Equities Indices

European shares rise, buoyed by US, Canada trade agreement

European shares are higher Monday, as investor sentiment is buoyed by news the US and Canada reached a fresh trade agreement to replace the previous NAFTA deal. Volkswagen and Linde shares are both higher, helping support that broader upward momentum.

By 1155 BST, the EUROSTOXX 600 was 0.32% higher, while the EUROSTOXX 50 rose 0.53%. Regional bourses also began the fourth quarter on the front foot. The German DAX was up 0.63%, the French CAC was 0.30% in the green and the Spanish IBEX moved 0.71% into positive territory.

US-Canada trade deal

Investors entered the first day of October with a positive tone, as the US and Canada have finally agreed a new trade deal, to replace the previous NAFTA agreement.

“Late last night, our deadline, we reached a wonderful new Trade Deal with Canada, to be added into the deal already reached with Mexico,” US President, Donald Trump tweeted.
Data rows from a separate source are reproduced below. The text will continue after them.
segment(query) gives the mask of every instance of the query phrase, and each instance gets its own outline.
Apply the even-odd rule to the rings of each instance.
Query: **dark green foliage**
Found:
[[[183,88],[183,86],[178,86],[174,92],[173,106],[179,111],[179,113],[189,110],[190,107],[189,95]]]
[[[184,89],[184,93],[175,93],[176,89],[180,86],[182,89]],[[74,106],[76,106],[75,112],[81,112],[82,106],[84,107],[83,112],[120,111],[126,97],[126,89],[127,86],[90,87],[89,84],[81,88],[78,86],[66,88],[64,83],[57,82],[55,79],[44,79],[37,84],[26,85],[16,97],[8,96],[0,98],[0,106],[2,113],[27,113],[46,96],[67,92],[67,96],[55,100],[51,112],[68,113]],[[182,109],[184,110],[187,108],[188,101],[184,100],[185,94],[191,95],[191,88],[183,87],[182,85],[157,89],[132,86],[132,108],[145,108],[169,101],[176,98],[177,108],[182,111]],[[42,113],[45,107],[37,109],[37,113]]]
“The new name will be The United States Mexico Canada Agreement, or USMCA. It is a great deal for all three countries, solves the many deficiencies and mistakes in NAFTA, greatly opens markets to our Farmers and Manufacturers, reduces Trade Barriers to the US and will bring all three Great Nations together in competition with the rest of the world. The USMCA is a historic transaction!,” Trump said.

Stock movers

Against that upbeat backdrop, there was a good selection of stock gains across European indices.

Among them were Volkswagen shares which gained support from the trade news and also from Friday’s announcement that it had agreed a strategic partnership with Microsoft Azure to support its in-car IoT services.

Volkswagen shares rose 1.07% to hit €153.22.

Linde shares are also higher, rising 1.52% to €180.75, after China’s regulators signed of the Linde-Praxair merger. The deal still requires approval from the US, the EU and south Korea.

Meanwhile, Ryanair shares slumped 9.07% to trade at €11.93 after issuing a profit warning. The budget airline said its full-year 2018/19 guidance is lower amid uncertainty following industrial strike action and also higher oil prices.